The Waterman didn’t move.
As proud as a Waterman. Even the Goyl knew that saying.
“Nevermind. He’ll be back,” Nerron said. “Our princeling is right. He doesn’t need us to get himself drunk.”
Lelou moaned. “But his fa—”
Nerron cut him off: “Didn’t you hear me? He’ll be back! We have to find a hand with gilded fingernails. So start looking, Lelou.”
The Bug wanted to reply, but then he ducked his head and began sifting through the bones that had poured out of the alcove.
Eaumbre gave Nerron a nod.
Six-eyed gratitude.
Who knew when that might come in handy.
MAYBE
The hotel where Fox brought Jacob was just as run-down as the fake Witch’s shop, but the pain had weakened him more than he would admit, and the streets were deserted, so she couldn’t find a cab that would have taken them to a better hotel.
Jacob closed his eyes as soon as he stretched out on the bed. Fox stayed by his side until she was sure he was fast asleep. His breathing was too fast, and she could still see the shadows the pain had left on his face.
She gently stroked his forehead, as though her fingers could wipe away the shadows. Careful, Fox. But what could she do? Protect her heart and leave him alone with his death?
She felt love stirring inside her like an animal roused from sleep. Sleep! she wanted to whisper to it. Go back to sleep. Or, better still, be what you once were: friendship. Nothing else. Without the craving for his touch.
In his sleep, Jacob reached for his chest, as though his fingers needed to soothe the moth that was gnawing away at his heart.
Eat my heart instead! Fox thought. What good is it to me, anyway?
Her heart felt so different when she wore her fur. To the vixen, even love tasted of freedom, and desire came and went like hunger, without the craving that came with being human.
It was hard to leave Jacob behind. She was worried the pain would return. But what she was about to do, she did for him. Fox locked the dingy room behind her and carried the blood shard with her.
Dunbar had probably left his desk by now. Morning was not far off. Fox had visited his home with Jacob only once, but the vixen never forgot a way.
It was a little difficult to explain to the cabdriver that she didn’t have an address, that she would give him directions using trees and smells, but in the end he dropped her off in front of the high hedge surrounding Dunbar’s house. Fox rang the bell by the door half a dozen times before she heard an angry voice inside. Dunbar had probably not
been in bed long.
He opened the door a crack and pushed the barrel of a rifle through it, but he immediately lowered the weapon when he realized who was standing there. He waved Fox into his living room without saying a word. His late mother’s portrait hung above the fireplace, and on the piano, next to a photograph of his father, was one of him and Jacob.

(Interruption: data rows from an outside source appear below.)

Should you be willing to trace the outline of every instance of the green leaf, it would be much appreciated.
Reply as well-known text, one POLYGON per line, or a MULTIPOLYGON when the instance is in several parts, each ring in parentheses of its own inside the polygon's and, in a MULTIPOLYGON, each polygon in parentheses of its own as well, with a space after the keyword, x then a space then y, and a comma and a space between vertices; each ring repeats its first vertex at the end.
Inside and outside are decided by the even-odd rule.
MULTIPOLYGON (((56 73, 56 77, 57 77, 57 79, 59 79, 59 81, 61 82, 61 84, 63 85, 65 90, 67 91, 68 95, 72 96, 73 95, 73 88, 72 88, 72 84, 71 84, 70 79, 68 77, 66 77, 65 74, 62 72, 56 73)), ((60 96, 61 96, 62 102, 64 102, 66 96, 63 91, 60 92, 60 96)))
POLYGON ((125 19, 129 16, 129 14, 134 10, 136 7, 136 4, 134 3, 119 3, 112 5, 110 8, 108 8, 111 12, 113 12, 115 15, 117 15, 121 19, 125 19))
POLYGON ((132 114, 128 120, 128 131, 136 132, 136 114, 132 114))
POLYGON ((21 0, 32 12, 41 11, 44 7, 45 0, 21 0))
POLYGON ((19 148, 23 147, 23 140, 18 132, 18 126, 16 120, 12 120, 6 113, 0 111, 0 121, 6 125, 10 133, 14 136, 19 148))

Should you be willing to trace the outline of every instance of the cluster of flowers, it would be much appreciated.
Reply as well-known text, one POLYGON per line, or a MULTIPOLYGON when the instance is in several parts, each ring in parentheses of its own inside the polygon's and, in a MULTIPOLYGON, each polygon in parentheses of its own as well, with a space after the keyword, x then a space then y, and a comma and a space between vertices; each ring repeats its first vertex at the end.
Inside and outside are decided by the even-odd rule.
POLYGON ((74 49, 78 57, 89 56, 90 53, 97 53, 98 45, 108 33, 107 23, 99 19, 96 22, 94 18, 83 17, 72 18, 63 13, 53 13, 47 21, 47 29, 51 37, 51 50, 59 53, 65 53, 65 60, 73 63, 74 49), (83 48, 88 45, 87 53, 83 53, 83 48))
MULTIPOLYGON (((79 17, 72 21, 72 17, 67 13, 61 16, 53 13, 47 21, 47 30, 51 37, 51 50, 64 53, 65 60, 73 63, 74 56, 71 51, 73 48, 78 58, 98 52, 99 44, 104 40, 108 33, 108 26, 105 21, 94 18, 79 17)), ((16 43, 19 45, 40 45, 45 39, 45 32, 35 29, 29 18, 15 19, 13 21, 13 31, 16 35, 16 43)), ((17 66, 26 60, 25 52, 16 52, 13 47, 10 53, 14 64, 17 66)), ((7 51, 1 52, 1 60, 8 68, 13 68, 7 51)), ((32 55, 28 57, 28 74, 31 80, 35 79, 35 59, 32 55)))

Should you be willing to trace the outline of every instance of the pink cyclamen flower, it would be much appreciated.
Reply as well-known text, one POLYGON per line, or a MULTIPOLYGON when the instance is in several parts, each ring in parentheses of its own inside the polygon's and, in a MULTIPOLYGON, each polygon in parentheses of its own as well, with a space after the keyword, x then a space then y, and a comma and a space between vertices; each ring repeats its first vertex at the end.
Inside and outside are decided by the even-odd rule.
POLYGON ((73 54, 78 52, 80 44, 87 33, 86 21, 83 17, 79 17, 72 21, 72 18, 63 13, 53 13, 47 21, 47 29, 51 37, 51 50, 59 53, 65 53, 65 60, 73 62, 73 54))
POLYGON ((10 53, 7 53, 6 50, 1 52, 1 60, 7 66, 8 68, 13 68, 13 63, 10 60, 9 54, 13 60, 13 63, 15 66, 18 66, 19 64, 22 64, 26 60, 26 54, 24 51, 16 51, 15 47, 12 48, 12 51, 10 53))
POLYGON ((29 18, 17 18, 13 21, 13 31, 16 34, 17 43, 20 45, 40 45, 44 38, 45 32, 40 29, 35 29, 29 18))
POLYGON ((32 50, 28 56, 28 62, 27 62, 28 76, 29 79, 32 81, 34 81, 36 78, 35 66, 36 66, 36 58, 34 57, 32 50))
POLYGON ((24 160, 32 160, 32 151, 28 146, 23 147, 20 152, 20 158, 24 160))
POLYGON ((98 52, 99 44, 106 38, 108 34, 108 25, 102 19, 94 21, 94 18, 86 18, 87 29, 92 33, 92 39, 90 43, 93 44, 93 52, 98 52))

“What are you doing here? I thought I made myself clear.” Dunbar leaned the rifle against the wall. He listened into the dark hallway before closing the door. His father lived with him. Jacob had told her that the old Fir Darrig hardly left the house. Anyone would have eventually grown tired of being stared at all the time. There were still a few hundred Fir Darrigs in Eire, but here in Albion they were as rare as a warm summer.
***
Fox ran her fingers over the spines of the books, which surrounded Dunbar at home just as they did at the university. There had never been a single book in the house where she grew up. It was Jacob who’d taught her to love them.
“So you now need a rifle if you’ve got a Fir Darrig in your house and in your blood?”
“Let’s just say it’s better to be safe than sorry. But I’ve never had to use it. I’m still not sure whether rifles were a good invention or not. I guess that’s the question with any invention, but I do feel it’s a question one has to ask too often these days.” He looked at Fox. “We’re both stuck between the times, aren’t we? We’re wearing the past on our skins, but the future is too loud to be ignored. What has been and what will be. What is being lost and what is being gained...”
Dunbar was a wise man—wiser than any man Fox knew—and on any other night, Fox would have loved nothing more than listening to him explain the world to her. But not on this night.